Pemulihan Dari Episiotomi

Luka akibat episiotomi akan terasa sakit selama beberapa minggu, terutama ketika Anda berjalan atau duduk. Bila sayatan berukuran besar, rasa sakit akan terasa lebih lama. Untuk mempercepat proses penyembuhan:

  • Dinginkan luka dengan kompres es, atau gunakan lap dingin di sela pembalut dan luka.

  • Tuangkan air hangat pada vulva selama buang air kecil, dan bilas dengan botol semprot setelahnya.

  • Kurangi rasa sakit selama buang air besar. Tekan lap bersih pada luka ketika buang air besar.

  • Duduk perlahan. Ketatkan bokong ketika Anda ingin duduk. Duduk di atas bantal untuk mengurangi rasa sakit.

  • Gunakan obat bila dibutuhkan. Dokter biasanya meresepkan obat pereda sakit atau pelancar buang air besar. Krim atau salep juga efektif untuk luka episiotomi.

Beberapa penelitian menyatakan lavender bisa membantu meredakan sakit setelah sayatan bedah atau episiotomi. Anda bisa tambahkan beberapa tetes minyak lavender ke air mandi atau gunakan minyak langsung pada jaringan antara bukaan vagina dan anus. Hubungi dokter bila rasa sakit semakin berat, Anda mengalami demam atau luka mengeluarkan nanah. Ini bisa jadi tanda infeksi.
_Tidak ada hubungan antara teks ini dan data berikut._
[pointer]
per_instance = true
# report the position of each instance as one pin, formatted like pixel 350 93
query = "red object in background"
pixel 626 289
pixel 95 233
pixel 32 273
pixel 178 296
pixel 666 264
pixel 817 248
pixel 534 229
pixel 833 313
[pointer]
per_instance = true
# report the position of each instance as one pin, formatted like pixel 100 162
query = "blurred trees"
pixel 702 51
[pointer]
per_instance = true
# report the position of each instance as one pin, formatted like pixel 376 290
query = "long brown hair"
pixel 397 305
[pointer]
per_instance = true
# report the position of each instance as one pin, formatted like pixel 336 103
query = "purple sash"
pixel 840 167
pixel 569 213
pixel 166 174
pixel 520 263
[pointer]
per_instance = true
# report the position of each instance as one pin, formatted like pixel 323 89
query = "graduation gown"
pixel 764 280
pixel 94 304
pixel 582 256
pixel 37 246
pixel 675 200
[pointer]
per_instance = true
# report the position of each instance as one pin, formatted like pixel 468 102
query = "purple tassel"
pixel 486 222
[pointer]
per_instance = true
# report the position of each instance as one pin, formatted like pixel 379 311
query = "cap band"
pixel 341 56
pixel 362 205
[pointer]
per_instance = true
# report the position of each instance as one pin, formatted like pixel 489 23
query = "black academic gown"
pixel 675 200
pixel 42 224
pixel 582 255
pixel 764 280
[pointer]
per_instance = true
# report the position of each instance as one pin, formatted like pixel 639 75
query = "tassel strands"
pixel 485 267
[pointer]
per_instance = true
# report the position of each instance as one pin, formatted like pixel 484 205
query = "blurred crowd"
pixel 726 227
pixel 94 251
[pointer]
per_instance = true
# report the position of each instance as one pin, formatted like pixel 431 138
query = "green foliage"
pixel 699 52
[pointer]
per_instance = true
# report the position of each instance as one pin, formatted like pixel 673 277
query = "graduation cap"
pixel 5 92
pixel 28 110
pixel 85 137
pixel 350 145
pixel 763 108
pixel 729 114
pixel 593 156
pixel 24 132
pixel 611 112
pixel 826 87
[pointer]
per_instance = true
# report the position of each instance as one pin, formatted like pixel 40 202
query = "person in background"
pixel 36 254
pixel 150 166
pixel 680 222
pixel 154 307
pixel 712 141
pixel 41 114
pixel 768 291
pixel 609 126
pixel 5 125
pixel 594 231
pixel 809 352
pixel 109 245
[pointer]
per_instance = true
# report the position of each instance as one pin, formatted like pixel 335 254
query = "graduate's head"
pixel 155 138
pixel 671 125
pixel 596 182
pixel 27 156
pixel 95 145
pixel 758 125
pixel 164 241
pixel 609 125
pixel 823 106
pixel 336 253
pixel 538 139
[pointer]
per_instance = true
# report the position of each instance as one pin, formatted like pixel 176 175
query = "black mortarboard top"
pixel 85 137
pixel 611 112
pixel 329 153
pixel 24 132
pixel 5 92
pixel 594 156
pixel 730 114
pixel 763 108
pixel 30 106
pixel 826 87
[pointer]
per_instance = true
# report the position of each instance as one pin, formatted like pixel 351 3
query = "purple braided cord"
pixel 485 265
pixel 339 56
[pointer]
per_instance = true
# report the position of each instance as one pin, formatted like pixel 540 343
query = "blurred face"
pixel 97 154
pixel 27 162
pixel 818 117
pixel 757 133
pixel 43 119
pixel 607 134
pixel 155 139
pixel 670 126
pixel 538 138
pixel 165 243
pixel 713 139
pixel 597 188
Bunda, untuk memastikan Anda tidak menerima episiotomi yang tidak dibutuhkan, bicarakan pada dokter lebih awal tentang prosedur ini. Tanyakan seberapa sering dokter melakukannya dan pada kondisi apa ia akan melakukan episiotomi, serta bagaimana ia bisa membantu menghindarinya. Juga tanyakan hal ini ke dokter lain, untuk berjaga bila Anda harus ditangani oleh dokter lain saat melahirkan. Penelitian menunjukkan bidan cenderung lebih sedikit melakukan episiotomi dibanding dokter.

Mengatasi Rasa Sakit Akibat Episiotomi

Wajar bila terasa sakit setelah prosedur episiotomi. Obat pereda rasa sakit seperti paracetamol bisa meringankan sakit dan aman digunakan bila ibu menyusui. Tapi ibuprofen tidak boleh digunakan bila bayi lahir prematur (sebelum kehamilan 37 minggu) atau memiliki berat lahir rendah. Aspirin juga tidak dianjurkan karena bisa masuk ke tubuh ke bayi melalui ASI.
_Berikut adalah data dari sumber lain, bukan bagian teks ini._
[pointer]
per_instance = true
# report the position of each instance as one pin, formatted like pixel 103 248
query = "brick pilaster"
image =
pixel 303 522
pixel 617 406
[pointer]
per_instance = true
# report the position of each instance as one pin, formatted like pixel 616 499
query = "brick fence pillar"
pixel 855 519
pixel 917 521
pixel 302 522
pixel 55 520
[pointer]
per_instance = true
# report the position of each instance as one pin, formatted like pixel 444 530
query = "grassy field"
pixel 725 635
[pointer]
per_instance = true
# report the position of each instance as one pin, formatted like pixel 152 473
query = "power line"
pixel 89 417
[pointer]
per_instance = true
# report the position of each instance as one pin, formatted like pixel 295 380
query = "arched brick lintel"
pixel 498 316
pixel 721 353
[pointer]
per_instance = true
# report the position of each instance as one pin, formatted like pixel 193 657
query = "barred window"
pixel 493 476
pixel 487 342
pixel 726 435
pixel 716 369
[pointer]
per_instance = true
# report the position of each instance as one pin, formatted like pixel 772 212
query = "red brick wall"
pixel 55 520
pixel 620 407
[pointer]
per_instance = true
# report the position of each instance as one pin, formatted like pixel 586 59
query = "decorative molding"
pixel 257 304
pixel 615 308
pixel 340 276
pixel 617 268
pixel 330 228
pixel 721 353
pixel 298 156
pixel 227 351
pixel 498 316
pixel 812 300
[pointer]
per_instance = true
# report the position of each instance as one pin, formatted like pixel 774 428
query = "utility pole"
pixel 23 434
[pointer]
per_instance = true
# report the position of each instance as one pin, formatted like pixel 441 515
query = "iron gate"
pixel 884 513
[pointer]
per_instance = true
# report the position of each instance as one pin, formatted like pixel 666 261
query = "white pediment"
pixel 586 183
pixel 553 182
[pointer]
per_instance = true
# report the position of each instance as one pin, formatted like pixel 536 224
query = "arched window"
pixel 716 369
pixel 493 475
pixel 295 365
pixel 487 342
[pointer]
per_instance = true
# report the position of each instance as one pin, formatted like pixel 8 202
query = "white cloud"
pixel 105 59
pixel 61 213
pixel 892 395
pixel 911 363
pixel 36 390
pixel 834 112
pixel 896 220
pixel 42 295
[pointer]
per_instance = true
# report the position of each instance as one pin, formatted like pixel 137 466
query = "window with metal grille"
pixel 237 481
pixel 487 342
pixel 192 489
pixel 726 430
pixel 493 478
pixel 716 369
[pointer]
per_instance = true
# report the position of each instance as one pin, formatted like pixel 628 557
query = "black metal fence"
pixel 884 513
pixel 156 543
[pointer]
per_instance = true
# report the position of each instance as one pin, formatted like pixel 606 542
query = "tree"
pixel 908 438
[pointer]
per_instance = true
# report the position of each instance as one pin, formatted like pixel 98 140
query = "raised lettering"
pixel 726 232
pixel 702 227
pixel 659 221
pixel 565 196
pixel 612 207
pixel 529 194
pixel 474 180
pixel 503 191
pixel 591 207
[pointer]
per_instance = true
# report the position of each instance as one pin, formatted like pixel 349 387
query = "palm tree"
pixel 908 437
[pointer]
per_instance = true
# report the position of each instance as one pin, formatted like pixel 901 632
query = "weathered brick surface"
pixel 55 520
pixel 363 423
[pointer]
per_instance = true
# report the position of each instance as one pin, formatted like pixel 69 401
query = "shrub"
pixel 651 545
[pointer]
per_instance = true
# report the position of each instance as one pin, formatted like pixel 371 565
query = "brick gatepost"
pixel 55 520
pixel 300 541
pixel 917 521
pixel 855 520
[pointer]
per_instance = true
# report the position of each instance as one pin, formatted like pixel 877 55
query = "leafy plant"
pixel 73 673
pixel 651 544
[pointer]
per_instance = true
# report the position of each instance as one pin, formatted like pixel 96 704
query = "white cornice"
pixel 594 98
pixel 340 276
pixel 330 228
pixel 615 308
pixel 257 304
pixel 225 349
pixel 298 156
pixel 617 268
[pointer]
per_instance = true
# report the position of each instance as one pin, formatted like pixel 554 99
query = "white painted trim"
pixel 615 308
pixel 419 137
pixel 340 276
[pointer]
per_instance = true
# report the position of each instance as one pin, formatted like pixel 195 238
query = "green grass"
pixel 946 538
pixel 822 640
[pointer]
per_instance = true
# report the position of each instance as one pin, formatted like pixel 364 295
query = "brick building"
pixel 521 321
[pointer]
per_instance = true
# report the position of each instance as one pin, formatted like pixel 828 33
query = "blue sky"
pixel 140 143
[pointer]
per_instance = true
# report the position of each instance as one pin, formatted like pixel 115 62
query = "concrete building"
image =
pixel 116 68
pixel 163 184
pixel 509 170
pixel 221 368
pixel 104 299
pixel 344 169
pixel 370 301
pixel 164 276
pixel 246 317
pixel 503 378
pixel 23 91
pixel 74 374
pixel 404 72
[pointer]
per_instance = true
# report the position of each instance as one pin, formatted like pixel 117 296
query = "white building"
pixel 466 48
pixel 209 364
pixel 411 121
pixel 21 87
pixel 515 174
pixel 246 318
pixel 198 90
Penelitian menyebutkan sekitar 1 persen wanita akan merasakan sakit yang berat yang sangat mempengaruhi aktivitas sehari-hari setelah episiotomi. Bila ini terjadi, Anda perlu mengatasi rasa sakit dengan obat pereda sakit yang lebih kuat, seperti codeine. Tapi obat ini bisa mempengaruhi kemampuan Anda untuk menyusui. Dokter atau bidan akan memberi Anda saran berkaitan dengan hal ini.
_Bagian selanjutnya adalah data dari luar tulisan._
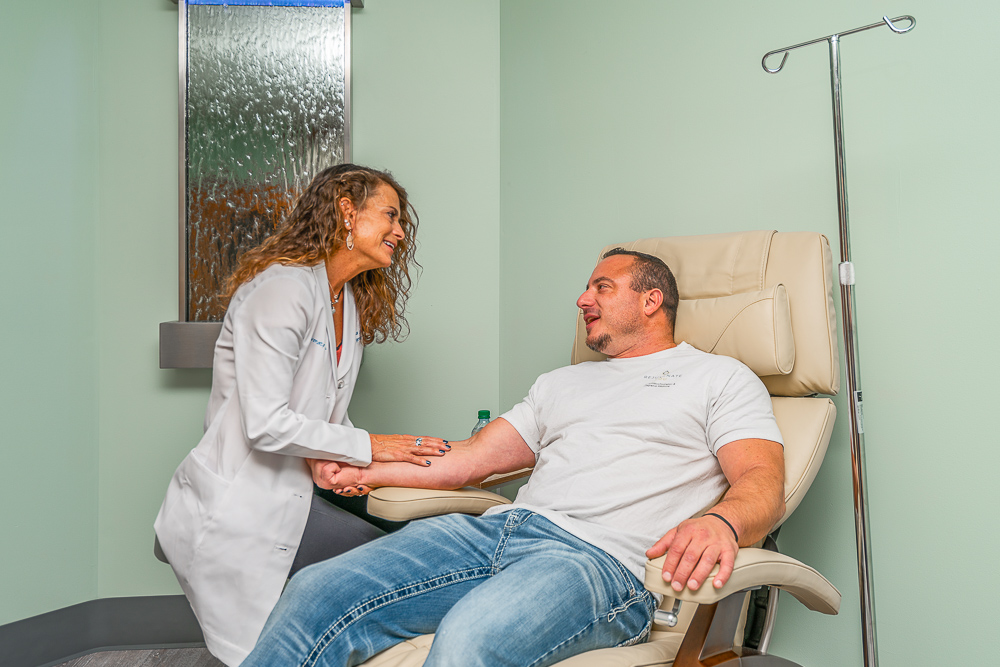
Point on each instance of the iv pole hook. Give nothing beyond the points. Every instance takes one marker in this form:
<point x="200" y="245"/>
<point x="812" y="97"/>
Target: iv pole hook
<point x="886" y="21"/>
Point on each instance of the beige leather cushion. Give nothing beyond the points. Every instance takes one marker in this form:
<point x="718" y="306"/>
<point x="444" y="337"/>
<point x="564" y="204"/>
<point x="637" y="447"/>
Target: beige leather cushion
<point x="659" y="651"/>
<point x="723" y="265"/>
<point x="754" y="327"/>
<point x="756" y="567"/>
<point x="806" y="425"/>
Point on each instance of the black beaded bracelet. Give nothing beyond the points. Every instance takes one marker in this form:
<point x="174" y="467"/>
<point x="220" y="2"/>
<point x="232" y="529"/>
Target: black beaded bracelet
<point x="719" y="516"/>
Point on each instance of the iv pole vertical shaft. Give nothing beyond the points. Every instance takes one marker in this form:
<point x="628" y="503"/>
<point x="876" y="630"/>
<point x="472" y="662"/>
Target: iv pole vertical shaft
<point x="869" y="645"/>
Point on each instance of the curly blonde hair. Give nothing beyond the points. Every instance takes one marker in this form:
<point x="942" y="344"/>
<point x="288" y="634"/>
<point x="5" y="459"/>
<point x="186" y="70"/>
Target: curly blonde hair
<point x="315" y="229"/>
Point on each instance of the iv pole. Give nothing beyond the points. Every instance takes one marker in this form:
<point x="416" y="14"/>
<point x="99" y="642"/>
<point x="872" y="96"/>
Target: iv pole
<point x="857" y="426"/>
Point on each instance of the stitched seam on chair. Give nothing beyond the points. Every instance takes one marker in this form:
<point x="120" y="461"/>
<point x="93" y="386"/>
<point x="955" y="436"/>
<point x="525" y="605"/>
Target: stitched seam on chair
<point x="737" y="314"/>
<point x="764" y="257"/>
<point x="359" y="612"/>
<point x="628" y="603"/>
<point x="732" y="268"/>
<point x="639" y="638"/>
<point x="814" y="454"/>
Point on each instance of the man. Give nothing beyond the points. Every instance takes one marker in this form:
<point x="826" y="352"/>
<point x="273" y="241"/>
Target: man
<point x="624" y="451"/>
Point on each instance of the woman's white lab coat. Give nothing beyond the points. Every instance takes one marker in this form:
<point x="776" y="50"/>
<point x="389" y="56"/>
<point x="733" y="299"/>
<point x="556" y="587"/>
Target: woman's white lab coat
<point x="236" y="508"/>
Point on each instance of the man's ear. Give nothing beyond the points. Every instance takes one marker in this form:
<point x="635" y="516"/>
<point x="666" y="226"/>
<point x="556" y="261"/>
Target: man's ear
<point x="653" y="300"/>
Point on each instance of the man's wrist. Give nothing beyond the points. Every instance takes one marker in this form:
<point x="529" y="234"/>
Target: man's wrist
<point x="724" y="520"/>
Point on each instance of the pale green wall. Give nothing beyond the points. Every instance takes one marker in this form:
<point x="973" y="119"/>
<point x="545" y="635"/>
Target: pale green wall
<point x="654" y="118"/>
<point x="48" y="364"/>
<point x="530" y="134"/>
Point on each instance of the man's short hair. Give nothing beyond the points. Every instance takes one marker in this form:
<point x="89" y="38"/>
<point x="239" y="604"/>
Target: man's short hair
<point x="650" y="272"/>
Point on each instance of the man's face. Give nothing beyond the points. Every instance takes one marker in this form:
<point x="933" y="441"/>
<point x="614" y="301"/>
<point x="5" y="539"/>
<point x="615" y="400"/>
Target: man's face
<point x="612" y="310"/>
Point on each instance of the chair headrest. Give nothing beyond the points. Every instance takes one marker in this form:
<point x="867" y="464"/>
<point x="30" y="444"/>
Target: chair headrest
<point x="763" y="297"/>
Berhubungan Seks Setelah Episiotomi

Perineum akan benar-benar sembuh dalam 4 hingga 6 minggu setelah melahirkan, jadi bila dokter sudah mengizinkan atau Anda merasa sehat, Anda bisa melakukan hubungan seks setelah masa ini. Sebelumnya, Anda bisa mandi air hangat dan perbanyak waktu untuk foreplay. Posisi di atas atau berbaring miring lebih dianjurkan agar Anda memiliki kontrol dalam penetrasi.

Coba rileks sebisa mungkin dan gunakan pelumas agar seks jadi lebih nyaman. Ini sangat membantu bila Anda menyusui, karena laktasi menurunkan tingkat estrogen, yang menurunkan jumlah pelumas yang vagina produksi. Banyak wanita terus menggunakan pelumas selama berhubungan seks hingga berhenti menyusui.

Bicaralah pada dokter bila Bunda masih terasa sakit dan tidak nyaman saat berhubungan intim setelah melahirkan. Anda mungkin membutuhkan terapi untuk mengatasi masalah setelah melahirkan, termasuk rasa sakit selama berhubungan seks.